All machines we are purchasing off the state price contract now come licensed for Windows 7. So even if a district chooses not to move forward with updating their OS, they won't have to worry about the licensing fees, except for those purchased prior to 10/22/09.

I have been doing some reading the past few days on how Windows 7 can enhance a machine in the K-12 environment and have come up with a short list. I firmly believe my district, along with a large majority of KY K-12 districts will migrate their PCs to Windows 7 within the next 6-12 months.

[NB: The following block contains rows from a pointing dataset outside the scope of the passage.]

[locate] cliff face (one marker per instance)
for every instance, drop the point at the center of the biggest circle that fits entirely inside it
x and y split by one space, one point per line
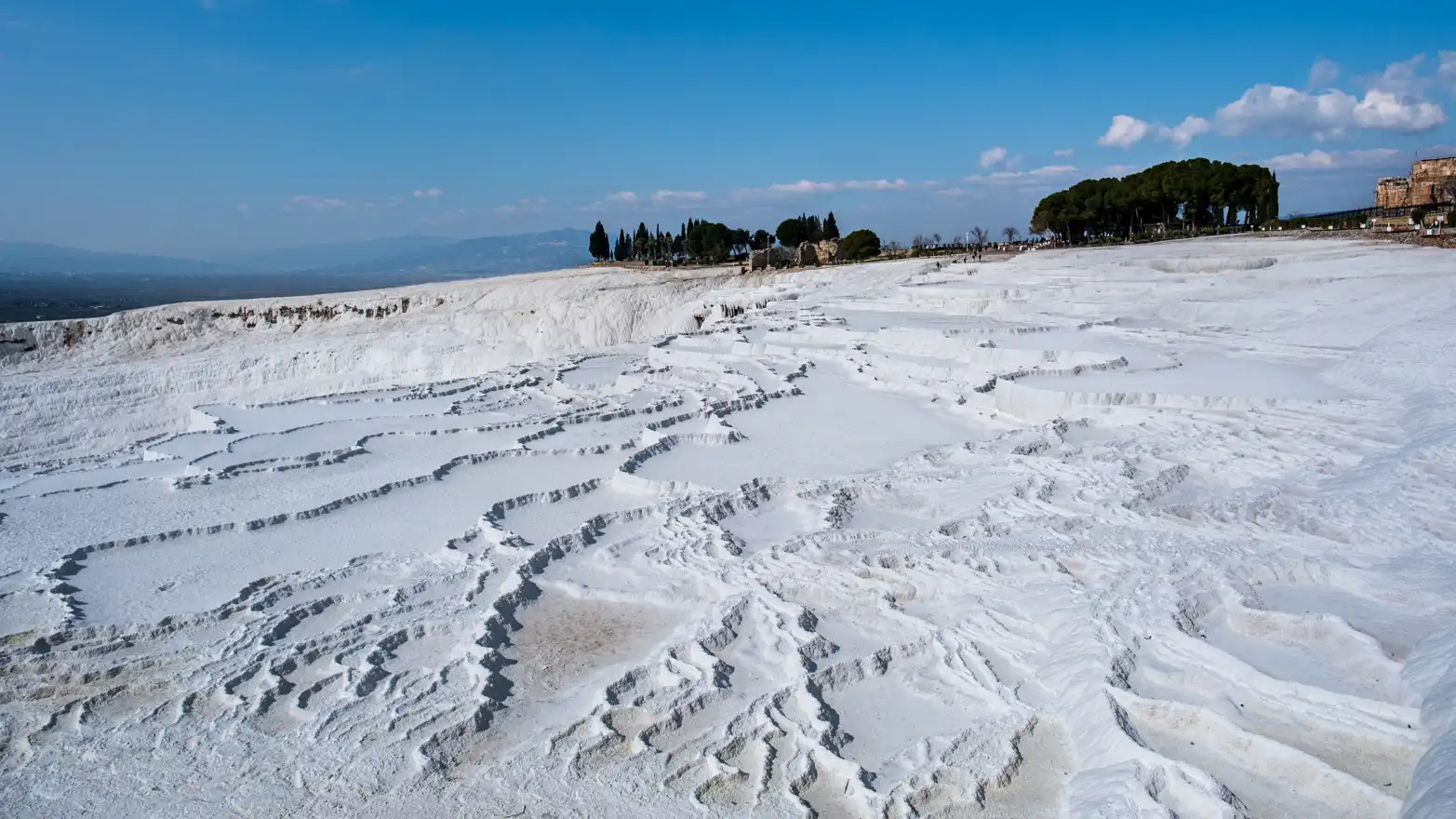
1427 178
1392 191
147 368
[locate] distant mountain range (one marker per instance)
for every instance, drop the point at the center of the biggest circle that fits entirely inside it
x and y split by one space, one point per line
38 258
49 281
337 254
489 255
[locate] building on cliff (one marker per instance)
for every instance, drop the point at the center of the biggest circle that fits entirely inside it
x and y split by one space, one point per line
1432 181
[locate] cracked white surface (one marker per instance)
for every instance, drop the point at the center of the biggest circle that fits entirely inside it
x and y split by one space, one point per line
1146 532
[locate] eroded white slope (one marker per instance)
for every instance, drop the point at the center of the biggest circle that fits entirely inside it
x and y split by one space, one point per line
1144 532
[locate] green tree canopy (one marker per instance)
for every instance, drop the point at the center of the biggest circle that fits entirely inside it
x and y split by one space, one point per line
860 245
598 245
1190 195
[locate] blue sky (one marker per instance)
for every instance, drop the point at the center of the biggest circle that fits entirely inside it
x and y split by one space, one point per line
203 128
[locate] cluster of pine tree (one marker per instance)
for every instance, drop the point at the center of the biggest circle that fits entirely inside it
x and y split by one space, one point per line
804 228
705 242
1185 195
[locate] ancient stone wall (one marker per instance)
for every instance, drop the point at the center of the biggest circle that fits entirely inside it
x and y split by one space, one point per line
1427 181
1392 191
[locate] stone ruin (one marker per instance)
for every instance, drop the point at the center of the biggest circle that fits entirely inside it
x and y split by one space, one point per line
1425 185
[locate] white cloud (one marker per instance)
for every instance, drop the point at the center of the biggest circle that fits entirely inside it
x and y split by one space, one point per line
1124 131
1324 74
314 203
1401 79
1027 178
675 195
1325 161
1385 111
1285 111
801 187
1394 101
876 184
520 206
1184 133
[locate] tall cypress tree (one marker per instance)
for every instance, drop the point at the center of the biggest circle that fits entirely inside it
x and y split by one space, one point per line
598 245
830 228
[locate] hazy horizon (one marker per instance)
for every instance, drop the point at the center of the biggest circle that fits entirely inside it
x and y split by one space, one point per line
203 128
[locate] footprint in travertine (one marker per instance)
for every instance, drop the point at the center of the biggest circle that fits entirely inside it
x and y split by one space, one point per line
567 640
1031 785
1272 780
1309 649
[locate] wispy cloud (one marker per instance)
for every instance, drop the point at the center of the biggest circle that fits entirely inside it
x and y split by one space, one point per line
992 156
1184 133
1124 131
522 206
1392 101
801 187
875 185
1324 74
314 203
677 195
1035 175
1329 161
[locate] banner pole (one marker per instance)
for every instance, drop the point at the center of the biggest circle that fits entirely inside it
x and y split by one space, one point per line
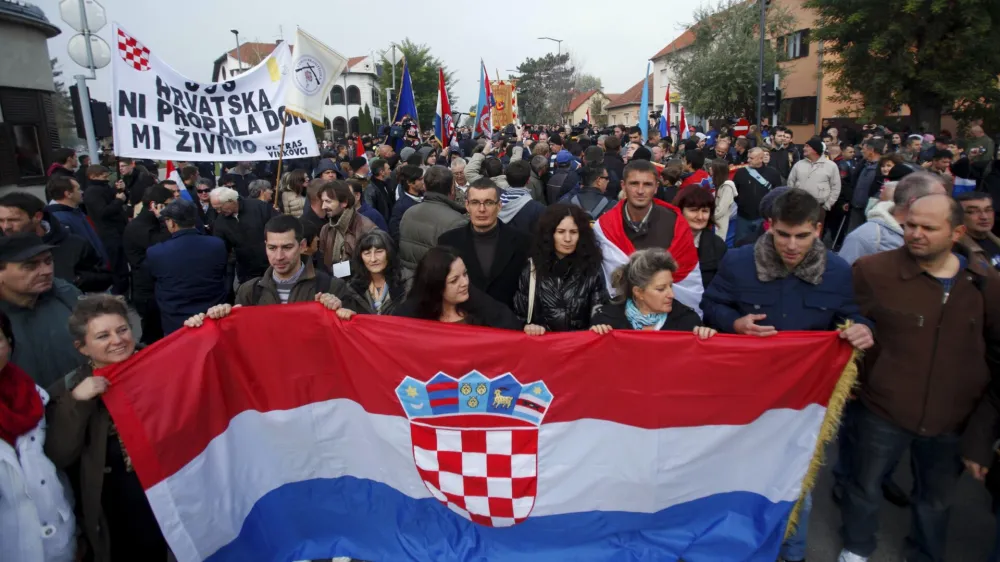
281 156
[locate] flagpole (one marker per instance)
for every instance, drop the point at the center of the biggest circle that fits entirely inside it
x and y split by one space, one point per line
281 156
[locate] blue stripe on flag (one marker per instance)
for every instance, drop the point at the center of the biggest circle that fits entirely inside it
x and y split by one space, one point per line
368 520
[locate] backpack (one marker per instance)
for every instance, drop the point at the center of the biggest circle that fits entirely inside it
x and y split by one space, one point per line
596 211
323 279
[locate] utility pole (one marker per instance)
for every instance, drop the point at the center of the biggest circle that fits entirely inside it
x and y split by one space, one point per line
760 75
81 84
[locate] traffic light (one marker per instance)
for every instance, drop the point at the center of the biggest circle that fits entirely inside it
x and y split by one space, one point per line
772 98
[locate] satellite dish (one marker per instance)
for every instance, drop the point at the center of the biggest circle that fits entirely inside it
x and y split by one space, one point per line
77 48
69 11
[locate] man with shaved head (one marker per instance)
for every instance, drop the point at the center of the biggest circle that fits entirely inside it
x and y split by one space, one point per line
937 320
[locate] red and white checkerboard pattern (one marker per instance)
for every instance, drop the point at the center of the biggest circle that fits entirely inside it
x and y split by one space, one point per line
133 52
488 476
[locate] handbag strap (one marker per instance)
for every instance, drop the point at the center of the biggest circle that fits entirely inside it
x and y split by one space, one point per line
531 290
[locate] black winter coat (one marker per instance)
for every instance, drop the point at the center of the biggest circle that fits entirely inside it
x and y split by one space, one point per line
109 213
244 236
144 231
680 319
711 248
509 259
74 259
565 299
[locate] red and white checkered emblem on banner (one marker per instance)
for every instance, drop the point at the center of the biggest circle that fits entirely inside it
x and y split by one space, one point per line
488 476
133 52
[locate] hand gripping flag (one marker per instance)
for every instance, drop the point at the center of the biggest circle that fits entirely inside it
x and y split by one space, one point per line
616 248
484 113
578 447
315 67
444 127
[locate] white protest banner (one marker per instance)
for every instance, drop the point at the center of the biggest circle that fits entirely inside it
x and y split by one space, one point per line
162 115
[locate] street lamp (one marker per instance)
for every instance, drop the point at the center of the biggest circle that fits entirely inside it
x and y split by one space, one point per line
239 57
558 42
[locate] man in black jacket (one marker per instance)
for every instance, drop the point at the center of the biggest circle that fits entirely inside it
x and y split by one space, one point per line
133 180
108 209
141 233
493 252
240 224
74 259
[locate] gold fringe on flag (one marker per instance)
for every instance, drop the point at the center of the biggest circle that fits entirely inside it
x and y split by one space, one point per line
827 432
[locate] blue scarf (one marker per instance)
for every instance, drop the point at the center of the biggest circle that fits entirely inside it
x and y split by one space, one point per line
639 320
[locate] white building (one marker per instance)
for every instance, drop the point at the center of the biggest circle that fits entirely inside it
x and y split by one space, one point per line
357 86
663 74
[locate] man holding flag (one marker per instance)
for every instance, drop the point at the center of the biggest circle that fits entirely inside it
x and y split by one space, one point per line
484 113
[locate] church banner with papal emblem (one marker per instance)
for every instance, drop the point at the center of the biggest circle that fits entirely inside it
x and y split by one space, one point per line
159 114
284 433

Here are my reasons why I think Win 7 will be a popular choice in the education arean:

  • Speed. Windows 7 is designed to be quicker and perform more efficiently than its predecessors. Whether you are booting your machine up for the first time, or waking it up from a nap; the response time will be much quicker.
  • Snipping Tool. Members in my department have been using this tool for the past few days and absolutely love it. The ability to quickly grab a picture from the web, document, email or other app and manipulate it to the user's liking is a feature both faculty/staff and students will find beneficial.
  • Jump Lists. This is liking having a "Favorites" for your apps, docs, pages, etc. I believe teachers will find this useful because each teacher utilizes various apps, software or sites and to have those at their fingertips will save precious class time.
  • Snap Tool. This tool gives the user the ability to display two items side-by-side. I believe teachers will find this useful when projecting their computer for all to see and need to compare/contrast items or pages; or want to show multiple examples from student work.
There are other cool features available in Win 7 such as Remote Media Streaming and 64-bit support that make Win 7 attractive to other genres of users, but I believe the items listed above will be appealing to teachers and students.

Time will tell how quickly Windows 7 makes it way into K-12. Time will tell how the new features are received by K-12 users and if they realize the benefit vs. previous MS OS. I personally believe Win 7 will make a splash in the K-12 arena, and probably sooner rather than later.